Ele disse que a contagem inicial foi feita na porta santa da basílica de São Pedro, no Vaticano, onde uma câmera registrava automaticamente o número de peregrinos que passavam por ali a cada dia.
Para as outras três basílicas papais — São João de Latrão, Santa Maria Maior e São Paulo Fora dos Muros — a Santa Sé aplicou percentagens com base no fluxo registrado na basílica de São Pedro, complementado pela contagem de voluntários usando contadores manuais. A presença nos principais eventos e audiências do Jubileu também foi monitorada e comparada com os registros efetuados através do site oficial do Jubileu.
Prefeito de Roma cita legado duradouro e gastos
O prefeito de Roma, Roberto Gualtieri, disse que o Jubileu da Esperança deixou um legado duradouro para a cidade, tanto em infraestrutura quanto em governança institucional, falando sobre o que descreveu como um "método do Jubileu" de cooperação contínua entre as administrações públicas.
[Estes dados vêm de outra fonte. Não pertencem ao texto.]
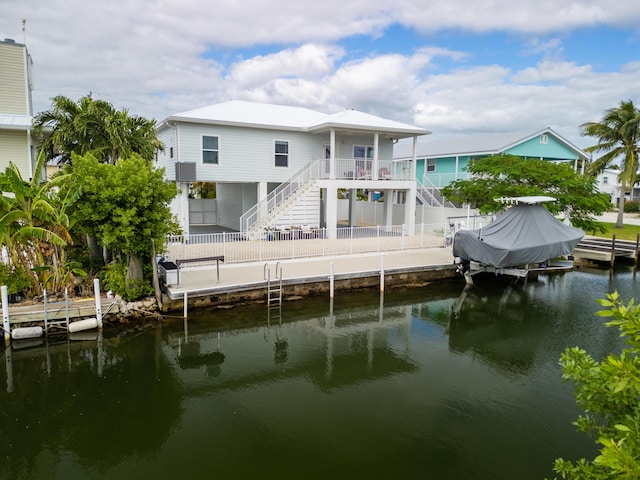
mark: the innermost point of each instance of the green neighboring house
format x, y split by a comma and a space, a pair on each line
439, 161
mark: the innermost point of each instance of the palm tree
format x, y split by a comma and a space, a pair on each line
94, 126
618, 137
34, 227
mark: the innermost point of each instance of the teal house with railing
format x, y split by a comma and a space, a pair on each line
439, 161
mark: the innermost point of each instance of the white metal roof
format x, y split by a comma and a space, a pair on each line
487, 144
264, 115
15, 122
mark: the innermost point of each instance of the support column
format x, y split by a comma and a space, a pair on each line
353, 198
262, 191
332, 155
184, 207
387, 216
410, 211
415, 150
331, 214
375, 170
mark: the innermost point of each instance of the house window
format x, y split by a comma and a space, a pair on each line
362, 153
210, 150
282, 153
431, 165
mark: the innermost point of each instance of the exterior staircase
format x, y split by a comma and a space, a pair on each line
300, 192
428, 194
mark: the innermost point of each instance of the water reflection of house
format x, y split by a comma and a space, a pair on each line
332, 351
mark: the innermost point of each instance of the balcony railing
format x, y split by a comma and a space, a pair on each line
303, 242
444, 179
363, 169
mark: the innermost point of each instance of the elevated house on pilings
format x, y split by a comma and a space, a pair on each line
279, 166
440, 161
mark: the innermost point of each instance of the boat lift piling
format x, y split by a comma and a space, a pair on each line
38, 331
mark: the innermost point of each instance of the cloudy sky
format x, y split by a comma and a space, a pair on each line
451, 66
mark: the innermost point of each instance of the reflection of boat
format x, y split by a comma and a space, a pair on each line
524, 238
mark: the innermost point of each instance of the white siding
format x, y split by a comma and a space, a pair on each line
247, 155
14, 147
168, 138
306, 211
13, 85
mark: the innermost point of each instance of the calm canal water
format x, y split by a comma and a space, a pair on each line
363, 388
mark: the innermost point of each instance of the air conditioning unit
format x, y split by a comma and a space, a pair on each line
185, 172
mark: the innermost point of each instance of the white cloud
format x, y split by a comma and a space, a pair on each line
159, 57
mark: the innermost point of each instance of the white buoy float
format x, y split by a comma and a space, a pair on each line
81, 325
26, 332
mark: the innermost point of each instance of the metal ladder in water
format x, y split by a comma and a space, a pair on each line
274, 287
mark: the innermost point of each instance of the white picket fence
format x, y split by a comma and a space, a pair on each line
301, 243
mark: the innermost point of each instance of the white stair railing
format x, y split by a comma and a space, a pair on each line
262, 210
429, 194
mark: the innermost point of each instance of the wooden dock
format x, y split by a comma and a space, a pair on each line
607, 249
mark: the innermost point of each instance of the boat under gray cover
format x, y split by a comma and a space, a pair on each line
522, 235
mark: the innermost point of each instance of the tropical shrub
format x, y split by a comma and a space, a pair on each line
632, 207
608, 392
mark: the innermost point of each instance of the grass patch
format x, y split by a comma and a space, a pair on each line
628, 232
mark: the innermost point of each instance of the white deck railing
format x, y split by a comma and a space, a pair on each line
253, 217
299, 243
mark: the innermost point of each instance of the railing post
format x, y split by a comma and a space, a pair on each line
351, 240
5, 314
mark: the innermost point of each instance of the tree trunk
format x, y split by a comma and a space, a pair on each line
620, 219
95, 251
134, 269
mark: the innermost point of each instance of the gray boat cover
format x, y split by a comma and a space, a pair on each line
522, 235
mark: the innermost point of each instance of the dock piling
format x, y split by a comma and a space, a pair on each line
382, 273
5, 314
331, 280
96, 291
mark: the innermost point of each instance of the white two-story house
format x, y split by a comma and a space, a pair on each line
277, 165
16, 110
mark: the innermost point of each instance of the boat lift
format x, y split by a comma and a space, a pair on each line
50, 326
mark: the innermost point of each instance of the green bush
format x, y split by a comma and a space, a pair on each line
16, 280
632, 207
114, 278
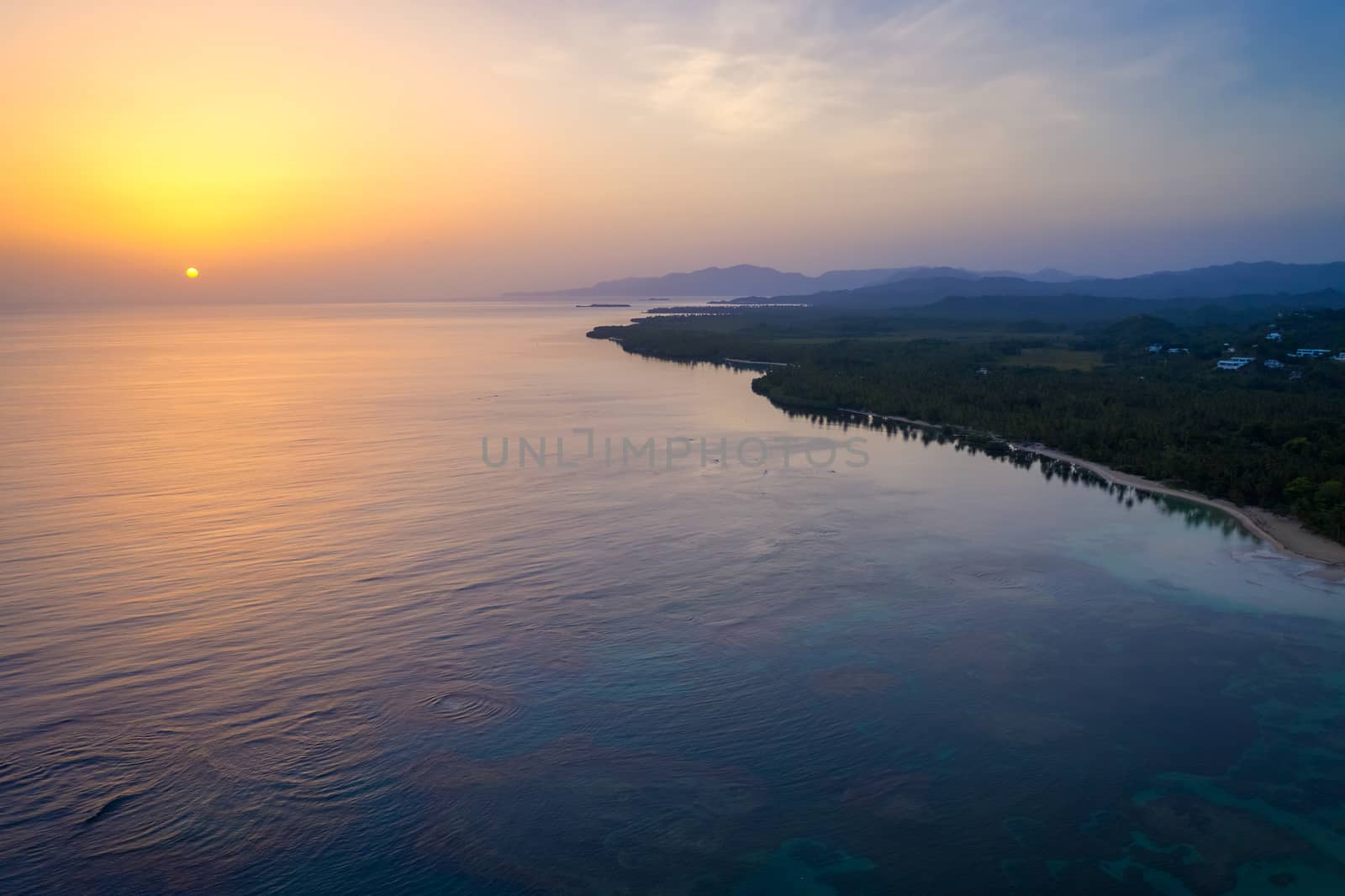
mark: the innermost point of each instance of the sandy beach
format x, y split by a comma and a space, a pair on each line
1284, 533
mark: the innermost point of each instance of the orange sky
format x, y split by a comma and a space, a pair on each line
427, 150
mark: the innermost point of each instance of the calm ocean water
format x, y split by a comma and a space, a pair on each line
269, 623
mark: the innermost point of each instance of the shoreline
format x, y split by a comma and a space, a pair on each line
1284, 535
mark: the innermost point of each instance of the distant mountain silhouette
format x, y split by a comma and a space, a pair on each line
1241, 279
741, 280
1078, 309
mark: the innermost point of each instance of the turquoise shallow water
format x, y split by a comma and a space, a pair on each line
269, 623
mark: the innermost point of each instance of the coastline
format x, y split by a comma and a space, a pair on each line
1284, 535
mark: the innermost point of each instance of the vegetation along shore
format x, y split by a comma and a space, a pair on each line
1237, 403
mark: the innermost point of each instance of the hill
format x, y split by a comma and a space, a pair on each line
1268, 277
741, 280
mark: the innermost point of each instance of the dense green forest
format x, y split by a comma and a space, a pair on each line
1273, 437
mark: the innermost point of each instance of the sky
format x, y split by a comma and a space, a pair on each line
417, 150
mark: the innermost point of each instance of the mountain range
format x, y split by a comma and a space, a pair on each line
744, 280
1263, 277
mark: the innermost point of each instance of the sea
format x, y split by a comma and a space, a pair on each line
447, 598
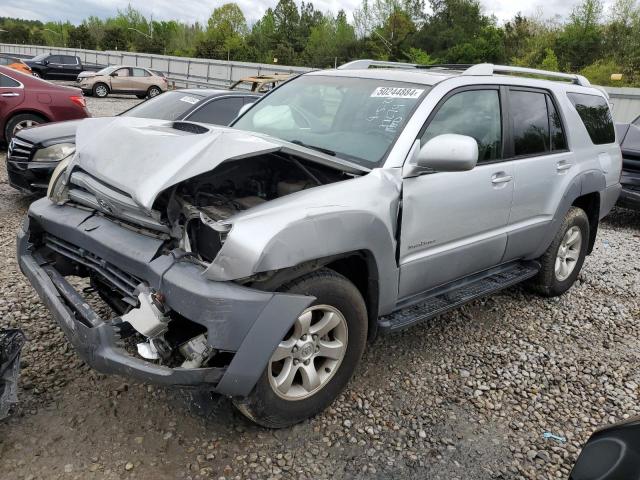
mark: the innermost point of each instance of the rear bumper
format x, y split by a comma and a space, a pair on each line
630, 195
249, 323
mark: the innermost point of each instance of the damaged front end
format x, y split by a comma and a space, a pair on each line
147, 249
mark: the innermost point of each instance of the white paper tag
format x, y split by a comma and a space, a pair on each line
191, 100
397, 92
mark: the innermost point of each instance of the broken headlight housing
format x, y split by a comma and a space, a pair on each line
58, 192
54, 153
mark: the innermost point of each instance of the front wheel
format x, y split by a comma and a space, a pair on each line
317, 357
562, 261
100, 90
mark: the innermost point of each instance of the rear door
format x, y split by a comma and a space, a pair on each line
121, 80
71, 66
454, 223
139, 81
544, 167
55, 67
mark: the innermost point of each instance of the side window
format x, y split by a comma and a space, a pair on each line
558, 138
530, 122
7, 82
218, 112
596, 116
475, 113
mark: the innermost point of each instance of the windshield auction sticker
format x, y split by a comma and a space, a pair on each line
190, 100
397, 92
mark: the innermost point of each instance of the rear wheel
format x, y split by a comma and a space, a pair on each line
315, 360
562, 261
153, 92
100, 90
19, 122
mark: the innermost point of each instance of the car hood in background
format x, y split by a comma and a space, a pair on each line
51, 133
143, 157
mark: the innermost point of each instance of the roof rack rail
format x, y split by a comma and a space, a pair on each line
363, 64
485, 69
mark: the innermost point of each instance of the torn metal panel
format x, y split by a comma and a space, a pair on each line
142, 157
357, 214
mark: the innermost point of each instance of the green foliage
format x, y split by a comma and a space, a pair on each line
453, 31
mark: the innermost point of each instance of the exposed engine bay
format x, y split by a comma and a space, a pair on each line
198, 209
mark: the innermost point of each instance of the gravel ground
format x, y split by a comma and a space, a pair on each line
465, 396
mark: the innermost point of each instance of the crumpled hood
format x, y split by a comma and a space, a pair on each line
143, 157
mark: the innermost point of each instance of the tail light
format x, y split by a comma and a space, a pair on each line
78, 101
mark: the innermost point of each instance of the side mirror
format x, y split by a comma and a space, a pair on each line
244, 108
448, 153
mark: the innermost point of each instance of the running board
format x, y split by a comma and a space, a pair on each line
454, 295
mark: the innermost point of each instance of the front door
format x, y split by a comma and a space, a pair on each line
454, 223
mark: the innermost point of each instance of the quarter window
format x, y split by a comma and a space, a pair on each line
596, 116
530, 122
7, 82
218, 112
475, 113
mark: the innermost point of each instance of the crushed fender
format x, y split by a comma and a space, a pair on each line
11, 343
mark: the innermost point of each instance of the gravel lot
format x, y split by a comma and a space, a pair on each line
465, 396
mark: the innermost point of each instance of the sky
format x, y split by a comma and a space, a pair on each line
199, 10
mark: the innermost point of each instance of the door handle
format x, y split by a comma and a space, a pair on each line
499, 178
563, 166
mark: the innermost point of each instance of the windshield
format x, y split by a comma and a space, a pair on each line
106, 70
353, 118
168, 106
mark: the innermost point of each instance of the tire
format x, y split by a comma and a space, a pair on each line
20, 121
100, 90
552, 281
267, 406
153, 92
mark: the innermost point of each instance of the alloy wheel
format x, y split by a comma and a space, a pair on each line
311, 353
568, 253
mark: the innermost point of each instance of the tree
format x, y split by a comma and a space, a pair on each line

Gualtieri disse que o programa do Jubileu teve 332 intervenções, das quais 204 já foram concluídas ou parcialmente concluídas. Ele disse que as obras nas ruas de Roma estão cerca de 90% finalizadas, com os 10% restantes previstos para serem concluídos no ano que vem.
Ele disse que o financiamento governamental especificamente destinado a obras relacionadas ao Jubileu totalizou € 1,725 bilhão (cerca de R$ 10,9 bilhões). Segundo Gualtieri, 75% desses recursos foram usados em intervenções concluídas ou parcialmente concluídas, enquanto os gastos com intervenções essenciais e inadiáveis chegaram a 90%.